The stakes in Japan
Reviewed by Hitoshi URABE
"The stakes in Japan"
The Straits Times Editorial
The editorial is a last minute analysis on Japan's Upper House election coming up on Sunday 11th. There could obviously be different views on the way the factors affecting the elections are treated and emphasized in the article. But overall, this is a well-written observation of the present status.
It might, however, worth reviewing the basics at this juncture for analyzing the results and assessing the outcome of the election, because the media in general, especially as the election date draws near, tend to relate every event to the election without placing them in perspective with the real issues, and try to find quick assumptions in terms of "win or lose" without defining what they really mean.
The election is to choose the members of the Upper House where half of it -- 121 out of total 242 -- is elected alternately every three years. What must be noted here is that it is the Lower House that chooses the Prime Minister. (To be more precise, each of the Upper and Lower Houses select a candidate, and if different persons are chosen in each house, the one nominated in the Lower House takes precedence and becomes the Prime Minister.) As the composition of the Lower House, where the ruling coalition holds the majority, -- LDP 249 and Komeito 34 out of total 480 -- would not be affected by the results of the Sunday election, there is no possibility for the oppositions to take hold of the government even if they win a majority in the Upper House - the possibility itself too outrageous to be seriously considered by the critics.
On the other hand, the by-law of the Liberal Democratic Party states that the term of its presidency is for three years. Mr Koizumi won the party election in September last year, so his tenure remains for two more years. Of course, there is no legal requirement for the leader of the ruling party to become the Prime Minister, but it is difficult to justify and impractical to adopt any other format.
Accordingly, no matter what the result of the coming election, Mr Koizumi is to remain as the Prime Minister, leading the coalition of the LDP and the New Komeito.
Such is a statutory analysis, however boring it may be.
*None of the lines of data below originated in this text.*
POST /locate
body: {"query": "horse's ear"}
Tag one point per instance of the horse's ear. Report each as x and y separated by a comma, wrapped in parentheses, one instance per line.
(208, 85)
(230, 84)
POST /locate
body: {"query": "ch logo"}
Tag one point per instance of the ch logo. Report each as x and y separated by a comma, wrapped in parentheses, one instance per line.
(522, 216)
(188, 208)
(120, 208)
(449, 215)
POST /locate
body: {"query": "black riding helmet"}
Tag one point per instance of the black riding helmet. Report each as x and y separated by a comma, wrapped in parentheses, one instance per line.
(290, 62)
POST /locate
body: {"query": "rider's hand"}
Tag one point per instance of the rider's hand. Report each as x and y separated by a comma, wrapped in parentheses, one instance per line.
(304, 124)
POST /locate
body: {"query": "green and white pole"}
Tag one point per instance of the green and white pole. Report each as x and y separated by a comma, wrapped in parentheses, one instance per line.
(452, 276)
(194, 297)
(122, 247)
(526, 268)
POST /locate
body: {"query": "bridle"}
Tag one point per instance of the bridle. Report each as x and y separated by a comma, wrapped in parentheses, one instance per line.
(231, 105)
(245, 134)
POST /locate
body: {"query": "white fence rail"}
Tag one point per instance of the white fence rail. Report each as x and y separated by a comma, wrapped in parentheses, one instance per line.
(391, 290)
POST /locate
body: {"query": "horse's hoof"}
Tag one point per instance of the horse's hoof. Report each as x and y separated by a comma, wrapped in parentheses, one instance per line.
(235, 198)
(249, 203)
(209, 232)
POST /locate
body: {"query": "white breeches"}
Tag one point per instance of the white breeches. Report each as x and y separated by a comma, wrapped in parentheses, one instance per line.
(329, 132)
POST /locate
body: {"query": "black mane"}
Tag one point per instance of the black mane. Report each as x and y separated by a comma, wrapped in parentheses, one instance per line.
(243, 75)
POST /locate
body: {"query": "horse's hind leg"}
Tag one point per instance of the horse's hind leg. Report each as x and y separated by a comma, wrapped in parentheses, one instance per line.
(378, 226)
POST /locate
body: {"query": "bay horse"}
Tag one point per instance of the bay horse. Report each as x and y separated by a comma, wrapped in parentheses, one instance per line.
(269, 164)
But, in real live politics, anything can happen.
If the ruling coalition wins a comfortable majority, then nothing should happen. Mr Koizumi will be considered to have won the confidence of the voters. But if the LDP "loses," i.e. not acquire the volume of support many "feel" it appropriate, political pressures could mount to the extent where Mr Koizumi would be deemed to have lost leadership. The problem is, however, there seems to be no one prepared to succeed Mr Koizumi even if he resigns at his will. While the Prime Minister needs to be backed by the LDP due of the composition of the Lower House as explained above, every faction leader within the LDP seems to have given up grabbing presidency in the immediate future, and to hibernate until Mr Koizumi's term is up.